Há apenas alguns meses, Henry Kissinger foi dançando com Stephen Colbert em uma parte engraçada no programa Comedy Central deste último. Mas durante anos, o antigo secretário de Estado evitou ser julgado pela sua cumplicidade em horríveis violações dos direitos humanos no estrangeiro, e surgiu um novo memorando que fornece provas claras de que, em 1976, Kissinger deu à junta militar neo-fascista da Argentina a “luz verde” para a estava a conduzir uma guerra suja contra civis e militantes de esquerda que resultou no desaparecimento – isto é, na morte – de cerca de 30,000 pessoas.
Em Abril de 1977, Patt Derian, um antigo activista dos direitos civis que o presidente Jimmy Carter nomeara recentemente secretário de Estado adjunto para os direitos humanos, reuniu-se com o embaixador dos EUA em Buenos Aires, Robert Hill. A memorando O registo dessa conversa foi descoberto por Martin Edwin Andersen, que em 1987 relatou pela primeira vez que Kissinger tinha dito aos generais argentinos para prosseguirem com a sua campanha terrorista contra os esquerdistas (a quem a junta chamava rotineiramente de “terroristas”). O memorando observa que Hill contou a Derian sobre uma reunião que Kissinger manteve com o ministro das Relações Exteriores da Argentina, Cesar Augusto Guzzetti, em junho anterior. O que os dois homens discutiram foi revelado em 2004, quando o Arquivo de Segurança Nacional obtido e liberado o memorando secreto de conversa para aquela reunião. Guzzetti, segundo esse documento, disse a Kissinger: “nosso principal problema na Argentina é o terrorismo”. Kissinger respondeu: “Se há coisas que precisam ser feitas, você deve fazê-las rapidamente. Mas você deve voltar rapidamente aos procedimentos normais.” Em outras palavras, siga em frente com sua cruzada assassina contra os esquerdistas.
O novo documento mostra que Kissinger foi ainda mais explícito no incentivo à junta argentina. O memorando relata Hill descrevendo a discussão Kissinger-Guzzetti desta forma:
Os argentinos estavam muito preocupados com a possibilidade de Kissinger lhes dar um sermão sobre direitos humanos. Guzzetti e Kissinger tomaram um café da manhã muito demorado, mas o secretário não tocou no assunto. Finalmente Guzzetti o fez. Kissinger perguntou quanto tempo vocês (os argentinos) levarão para resolver o problema. Guzzetti respondeu que isso seria feito até o final do ano. Kissinger aprovou.
Em outras palavras, explicou o embaixador Hill, Kissinger deu luz verde aos argentinos.
Esta é uma afirmação contundente: um embaixador dos EUA a dizer que um secretário de Estado incitou um regime repressivo que estava envolvido numa onda de assassinatos.
Em agosto de 1976, de acordo com o novo memorando, Hill discutiu “o assunto pessoalmente com Kissinger, no caminho de volta para Washington depois de um Arvoredo boêmio reunião em São Francisco.” Kissinger, disse Hill a Derian, confirmou a conversa com Guzzetti e informou a Hill que queria que a Argentina “acabasse com o seu problema terrorista antes do final do ano”. Kissinger estava preocupado com as novas leis de direitos humanos aprovadas pelo Congresso, exigindo que a Casa Branca certificasse que um governo não estava violando os direitos humanos antes de fornecer ajuda aos EUA. Ele esperava que os generais argentinos conseguissem concluir a sua erradicação assassina da esquerda antes que a lei entrasse em vigor.
Hill indicou a Derian, de acordo com o novo memorando, que acreditava que a mensagem de Kissinger a Guzzetti tinha levado a junta argentina a intensificar a sua guerra suja.
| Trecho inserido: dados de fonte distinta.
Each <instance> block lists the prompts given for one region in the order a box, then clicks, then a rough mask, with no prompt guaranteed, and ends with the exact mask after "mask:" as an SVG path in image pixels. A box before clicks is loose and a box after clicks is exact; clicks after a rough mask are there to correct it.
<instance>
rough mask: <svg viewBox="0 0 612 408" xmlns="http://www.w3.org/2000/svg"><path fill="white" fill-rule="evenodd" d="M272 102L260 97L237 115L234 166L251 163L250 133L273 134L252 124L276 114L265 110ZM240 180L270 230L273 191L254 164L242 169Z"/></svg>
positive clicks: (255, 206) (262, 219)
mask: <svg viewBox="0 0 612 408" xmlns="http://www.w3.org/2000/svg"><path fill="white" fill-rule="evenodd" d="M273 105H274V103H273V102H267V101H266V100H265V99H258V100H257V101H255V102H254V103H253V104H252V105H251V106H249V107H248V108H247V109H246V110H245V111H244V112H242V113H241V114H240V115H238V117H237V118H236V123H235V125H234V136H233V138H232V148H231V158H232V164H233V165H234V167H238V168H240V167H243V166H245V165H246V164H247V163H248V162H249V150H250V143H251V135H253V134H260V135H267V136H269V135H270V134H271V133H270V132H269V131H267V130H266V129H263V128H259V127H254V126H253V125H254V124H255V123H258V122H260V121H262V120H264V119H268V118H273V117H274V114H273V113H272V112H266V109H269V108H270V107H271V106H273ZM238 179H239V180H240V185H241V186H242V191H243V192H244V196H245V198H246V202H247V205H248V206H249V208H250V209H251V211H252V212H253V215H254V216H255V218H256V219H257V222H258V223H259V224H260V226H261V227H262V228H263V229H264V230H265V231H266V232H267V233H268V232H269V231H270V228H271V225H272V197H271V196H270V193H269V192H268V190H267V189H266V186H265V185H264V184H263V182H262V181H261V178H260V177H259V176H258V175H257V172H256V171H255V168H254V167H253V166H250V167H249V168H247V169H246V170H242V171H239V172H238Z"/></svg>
Quando regressou a Buenos Aires, observa o memorando, Hill “viu que o número de mortos por terrorismo tinha subido vertiginosamente”. E o memorando relata: “O Embaixador Hill disse que contaria tudo isso ao Congresso se fosse depor sob juramento. ‘Não vou mentir’, declarou o Embaixador.”
Hill, que morreu em 1978, nunca testemunhou que Kissinger tinha incitado os generais argentinos, e a administração Carter reverteu a política e fez dos direitos humanos uma prioridade nas suas relações com a Argentina e outras nações. Quanto a Kissinger, ele patinou – e tem patinado desde então, esquivando-se da responsabilidade por atos sujos em Chile, Bangladesh, Timor Leste, Camboja, e em outros lugares. Os observadores de Kissinger sabem há anos que ele apoiou, pelo menos implicitamente (embora em privado), a guerra suja argentina, mas este novo memorando deixa claro que ele foi um facilitador de um esforço que implicou a tortura, o desaparecimento e o assassinato de dezenas de milhares de pessoas. Da próxima vez que você o vir dançando na televisão, não ria.